Estava para ser votado nesta terça-feira, 23 de abril, no Senado Federal, o Projeto de Lei (PLS) nº 203/2017, de autoria do senador Roberto Muniz (PP/BA), que autoriza a abertura dos bancos aos sábados. Graças à atuação da ANABB na esfera legislativa, o projeto foi retirado da pauta de votação da Comissão de Assuntos Econômicos (CAE) do Senado, evitando, assim, impactos negativos para os funcionários da ativa do Banco do Brasil.

Atenta aos temas de interesse do funcionalismo, a ANABB, tão logo o assunto entrou na pauta do dia, solicitou uma reunião com o relator do projeto, senador Otto Alencar (PSD/BA). Concomitantemente, a Associação iniciou um movimento chamando outras entidades para se mobilizarem junto ao parlamentar.

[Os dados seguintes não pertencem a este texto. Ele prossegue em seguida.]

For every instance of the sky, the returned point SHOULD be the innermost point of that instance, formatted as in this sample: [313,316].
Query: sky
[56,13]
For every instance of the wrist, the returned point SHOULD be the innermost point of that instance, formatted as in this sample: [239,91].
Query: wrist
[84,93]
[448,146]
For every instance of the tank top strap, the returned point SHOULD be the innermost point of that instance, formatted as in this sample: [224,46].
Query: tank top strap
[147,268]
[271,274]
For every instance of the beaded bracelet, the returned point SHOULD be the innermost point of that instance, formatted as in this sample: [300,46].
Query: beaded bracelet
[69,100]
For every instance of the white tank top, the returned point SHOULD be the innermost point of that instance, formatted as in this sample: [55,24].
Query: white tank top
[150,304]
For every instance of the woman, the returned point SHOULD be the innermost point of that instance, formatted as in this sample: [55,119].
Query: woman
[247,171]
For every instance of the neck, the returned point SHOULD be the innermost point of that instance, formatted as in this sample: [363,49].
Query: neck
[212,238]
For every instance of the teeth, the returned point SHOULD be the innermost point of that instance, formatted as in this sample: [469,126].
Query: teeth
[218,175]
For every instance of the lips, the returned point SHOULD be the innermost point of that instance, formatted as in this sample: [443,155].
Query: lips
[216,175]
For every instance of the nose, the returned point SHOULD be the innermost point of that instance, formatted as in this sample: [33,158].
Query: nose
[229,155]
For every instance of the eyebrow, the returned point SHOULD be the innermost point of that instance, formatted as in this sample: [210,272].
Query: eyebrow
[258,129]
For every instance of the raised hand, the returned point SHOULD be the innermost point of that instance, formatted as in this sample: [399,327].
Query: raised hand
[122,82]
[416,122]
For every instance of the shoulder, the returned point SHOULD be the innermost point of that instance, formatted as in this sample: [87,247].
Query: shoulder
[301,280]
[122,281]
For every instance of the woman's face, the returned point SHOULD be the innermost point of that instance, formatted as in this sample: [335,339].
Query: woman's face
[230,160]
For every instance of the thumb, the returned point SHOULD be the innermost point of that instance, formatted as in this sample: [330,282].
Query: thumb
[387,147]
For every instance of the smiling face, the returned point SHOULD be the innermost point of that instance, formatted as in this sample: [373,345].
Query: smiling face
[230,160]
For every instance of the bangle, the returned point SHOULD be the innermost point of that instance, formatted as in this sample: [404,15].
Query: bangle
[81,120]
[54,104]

O senador recebeu as entidades, e a ANABB então apresentou os argumentos contrários à aprovação do PLS. Se fosse aprovado, o projeto alteraria uma lei conquistada pelos trabalhadores em 1962, a Lei nº 4.178/62, que rege o funcionamento de estabelecimentos de crédito. Também traria repercussão sobre a Consolidação das Leis do Trabalho (CLT), que proíbe o trabalho de bancários aos sábados, abrindo, assim, espaço para a terceirização.

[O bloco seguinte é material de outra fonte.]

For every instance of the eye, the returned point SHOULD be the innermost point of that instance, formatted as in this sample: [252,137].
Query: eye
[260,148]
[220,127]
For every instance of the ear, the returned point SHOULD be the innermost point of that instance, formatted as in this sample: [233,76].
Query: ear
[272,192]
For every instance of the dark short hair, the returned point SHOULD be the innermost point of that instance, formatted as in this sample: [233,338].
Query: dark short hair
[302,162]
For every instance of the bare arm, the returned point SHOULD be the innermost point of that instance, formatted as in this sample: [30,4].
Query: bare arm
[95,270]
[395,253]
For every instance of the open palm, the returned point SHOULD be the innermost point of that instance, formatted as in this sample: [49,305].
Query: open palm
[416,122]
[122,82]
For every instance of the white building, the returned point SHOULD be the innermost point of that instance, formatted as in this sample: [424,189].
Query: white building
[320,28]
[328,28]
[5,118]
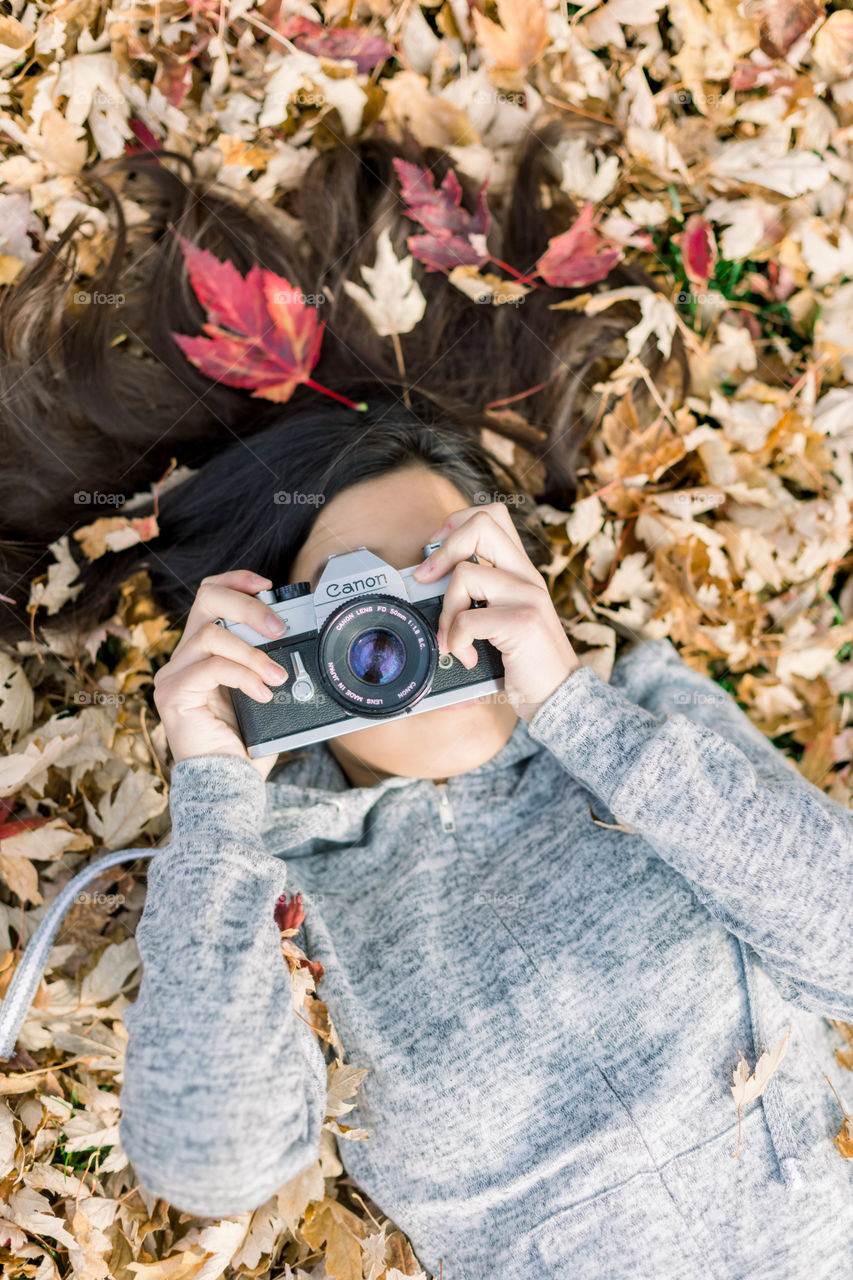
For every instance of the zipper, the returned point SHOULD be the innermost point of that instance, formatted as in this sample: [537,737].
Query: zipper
[445,807]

O parlamentar se sensibilizou com os argumentos apresentados pela ANABB e retirou o projeto da pauta de votação. Ainda assim, o PLS continua em discussão na Comissão de Assuntos Econômicos e pode retornar à pauta a qualquer momento.

“O fato do relator retirar hoje o projeto da votação já é uma conquista, pois ele era favorável à aprovação do tema no Plenário. Vencemos essa parte da batalha. E continuaremos atuando nesse tema”, ressaltou o vice-presidente de Relações Institucionais da ANABB, João Botelho.

O próximo passo da ANABB, a partir de agora, é solicitar uma reunião com o autor do projeto, senador Roberto Muniz, para discutir os pontos negativos do PLS e os impactos para a classe bancária e para os clientes dos bancos, que certamente teriam que arcar com os custos de pessoas trabalhando aos sábados.